China’s April consumer price index rose 1.8% year-on-year, less than market expectations for a 2.0% gain, while the country’s producer price index fell 2.0%, more than market calls for a 1.9% contraction.
Elsewhere, on the ICE Futures Exchange in London, Brent oil futures for June delivery were down 0.29% and trading at US$107.82 a barrel, while the spread between the Brent and U.S. crude contracts stood at US$7.92 a barrel.
In the wake of the American shale gas boom and the cheaper power that has resulted from that boom, U.S. manufacturers have been moving their work back home from overseas, and now foreign manufacturers, especially from Europe, are moving their facilities to the U.S.
While prices in the U.S. power market have fallen due to cheap natural gas, prices in Europe’s power market are much higher, lifted by subsidies for renewable wind and solar power projects. European utilities have been decommissioning thousands of gigawatts from turbines in an effort to minimize losses.
Natural gas prices fell on Friday as investors avoided the commodity after data release earlier this week revealed that stockpiles rose more than expected last week.
On the New York Mercantile Exchange, natural gas futures for delivery in June traded at $4.517 per million British thermal units during U.S. trading, down 1.21%. The commodity hit session high of $4.598 and a low of $4.514.
The June contract settled down 3.54% on Thursday to end at $4.572 per million British thermal units.
Natural gas futures were likely to find support at $4.487 per million British thermal units, the low from April 17, and resistance at $4.825, Wednesday’s high.
The U.S. Energy Information Administration said in its weekly report that natural gas storage in the U.S. in the week ending May 2 rose by 74 billion cubic feet, above forecasts for an increase of 71 billion cubic feet.
The numbers sent prices falling, as investors were betting that a recent cool snap would have hiked demand on expectations for demand for heating to rise.
The five-year average change for the week is a build of 58 billion cubic feet.
Total U.S. natural gas storage stood at 1.055 trillion cubic feet. Stocks were 797 billion cubic feet less than last year at this time and 982 billion cubic feet below the five-year average of 2.037 trillion cubic feet for this time of year.
The report showed that in the East Region, stocks were 473 billion cubic feet below the five-year average, following net injections of 35 billion cubic feet.

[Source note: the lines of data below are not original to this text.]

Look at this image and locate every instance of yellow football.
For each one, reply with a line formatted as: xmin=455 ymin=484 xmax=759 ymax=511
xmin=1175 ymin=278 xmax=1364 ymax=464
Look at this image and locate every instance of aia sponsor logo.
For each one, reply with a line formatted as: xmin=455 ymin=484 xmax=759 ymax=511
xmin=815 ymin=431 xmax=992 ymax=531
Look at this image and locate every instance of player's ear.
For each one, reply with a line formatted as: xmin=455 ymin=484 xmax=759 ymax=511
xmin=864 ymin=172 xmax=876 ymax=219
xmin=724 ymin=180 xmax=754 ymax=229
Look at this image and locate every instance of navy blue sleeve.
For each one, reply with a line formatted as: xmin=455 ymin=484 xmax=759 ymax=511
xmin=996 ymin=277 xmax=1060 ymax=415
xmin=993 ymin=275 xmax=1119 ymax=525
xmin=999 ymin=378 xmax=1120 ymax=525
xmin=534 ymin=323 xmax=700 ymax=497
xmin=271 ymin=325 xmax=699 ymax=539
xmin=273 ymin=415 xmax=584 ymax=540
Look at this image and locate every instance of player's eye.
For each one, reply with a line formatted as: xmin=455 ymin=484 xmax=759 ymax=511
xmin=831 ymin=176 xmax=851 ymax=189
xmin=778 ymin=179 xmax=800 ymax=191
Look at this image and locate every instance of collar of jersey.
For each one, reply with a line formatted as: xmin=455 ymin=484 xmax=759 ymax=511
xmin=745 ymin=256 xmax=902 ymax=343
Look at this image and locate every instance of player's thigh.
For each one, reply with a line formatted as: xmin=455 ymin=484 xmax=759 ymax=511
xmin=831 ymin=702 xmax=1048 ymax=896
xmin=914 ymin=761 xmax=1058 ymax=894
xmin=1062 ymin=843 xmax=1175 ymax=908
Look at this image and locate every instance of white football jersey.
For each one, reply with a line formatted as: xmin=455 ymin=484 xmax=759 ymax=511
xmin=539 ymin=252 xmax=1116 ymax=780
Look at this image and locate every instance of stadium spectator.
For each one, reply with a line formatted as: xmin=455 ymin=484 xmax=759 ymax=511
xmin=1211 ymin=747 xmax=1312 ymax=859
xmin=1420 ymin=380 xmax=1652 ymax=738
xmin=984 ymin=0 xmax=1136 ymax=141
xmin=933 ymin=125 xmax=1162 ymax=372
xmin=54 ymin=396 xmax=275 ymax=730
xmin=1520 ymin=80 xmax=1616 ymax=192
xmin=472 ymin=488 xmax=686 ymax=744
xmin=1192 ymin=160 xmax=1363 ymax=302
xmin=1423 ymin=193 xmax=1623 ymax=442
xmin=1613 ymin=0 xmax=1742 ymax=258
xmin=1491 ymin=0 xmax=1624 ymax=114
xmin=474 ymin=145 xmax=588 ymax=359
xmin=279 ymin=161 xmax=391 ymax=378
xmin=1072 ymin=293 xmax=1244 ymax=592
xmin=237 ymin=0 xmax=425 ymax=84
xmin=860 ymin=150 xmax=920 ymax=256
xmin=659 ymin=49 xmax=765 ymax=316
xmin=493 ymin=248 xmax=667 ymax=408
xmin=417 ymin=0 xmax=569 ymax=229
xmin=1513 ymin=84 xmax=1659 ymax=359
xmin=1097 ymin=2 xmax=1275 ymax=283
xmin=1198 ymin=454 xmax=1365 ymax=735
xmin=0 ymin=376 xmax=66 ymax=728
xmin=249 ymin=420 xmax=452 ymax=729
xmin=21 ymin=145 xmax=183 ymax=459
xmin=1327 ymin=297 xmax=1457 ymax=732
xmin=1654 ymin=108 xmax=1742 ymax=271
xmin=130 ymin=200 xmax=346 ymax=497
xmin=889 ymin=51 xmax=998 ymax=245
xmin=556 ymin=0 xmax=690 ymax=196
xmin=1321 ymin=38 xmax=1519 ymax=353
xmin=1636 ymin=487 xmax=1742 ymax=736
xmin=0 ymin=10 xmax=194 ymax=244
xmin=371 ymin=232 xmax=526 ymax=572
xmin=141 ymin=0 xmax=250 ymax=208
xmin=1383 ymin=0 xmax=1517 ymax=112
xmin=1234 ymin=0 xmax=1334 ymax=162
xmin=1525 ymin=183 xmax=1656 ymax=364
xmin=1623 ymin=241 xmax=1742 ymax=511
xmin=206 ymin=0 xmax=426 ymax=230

Stocks in the Producing Region were 389 billion cubic feet below the five-year average of 844 billion cubic feet after a net injection of 27 billion cubic feet.
Producers would need to add 2.6 trillion to 2.9 trillion cubic feet to storage by November 1 to meet typical winter demand, analysts said.
Elsewhere, updated weather forecasting models called for a return of mild temperatures across the eastern half of the U.S. that should edge out a heat wave, which also watered down prices.
Spring and fall see the weakest demand for natural gas in the U.S, as the absence of extreme temperatures curbs demand for heating and air conditioning.
Approximately 52% of U.S. households use natural gas for heating, according to the Energy Department.